Could be. I've measured decomposition from dead algae, and it produces tiny amounts of ammonia. Even a small amount of fish protein when consumed by other organisms would be a more likely cause of detectable ammonia.
 
Can you elaborate more on that.

Randy on Ammonia "In fact, most any organism in a reef aquarium that lives by consuming food (rather than by photosynthesizing) excretes some amount of ammonia.

The reason that such organisms excrete ammonia is that they take in far more nitrogen from the organic foods that they consume than they need to build new tissues."

dead "algae" cyano, dinos, gha or whatever is going to have a much lower level of N-rich protein than a fish, and it'll get consumed more slowly than dead fish. In my system, a dead fish would get nibbled in ways big and small by all kinds of things in just a few hours. This would represent a really N-rich food. Thus whatever got a bit of a meal whether it's a hermit crab or bacteria will excrete ammonia.

Though of course there could have been something else preceding the fish death that caused both the ammonia level and the fish death.
 
Randy on Ammonia "In fact, most any organism in a reef aquarium that lives by consuming food (rather than by photosynthesizing) excretes some amount of ammonia.

The reason that such organisms excrete ammonia is that they take in far more nitrogen from the organic foods that they consume than they need to build new tissues."
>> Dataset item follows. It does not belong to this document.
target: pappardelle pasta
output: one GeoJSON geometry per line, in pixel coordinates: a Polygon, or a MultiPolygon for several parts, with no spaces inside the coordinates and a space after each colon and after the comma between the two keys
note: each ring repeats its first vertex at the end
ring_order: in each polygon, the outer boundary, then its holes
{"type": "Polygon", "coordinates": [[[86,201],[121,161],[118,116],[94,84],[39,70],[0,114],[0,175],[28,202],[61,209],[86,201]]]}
dead "algae" cyano, dinos, gha or whatever is going to have a much lower level of N-rich protein than a fish, and it'll get consumed more slowly than dead fish. In my system, a dead fish would get nibbled in ways big and small by all kinds of things in just a few hours. This would represent a really N-rich food. Thus whatever got a bit of a meal whether it's a hermit crab or bacteria will excrete ammonia.

Though of course there could have been something else preceding the fish death that caused both the ammonia level and the fish death.

That kind of helps, but also exposes more questions. I will do more research on it.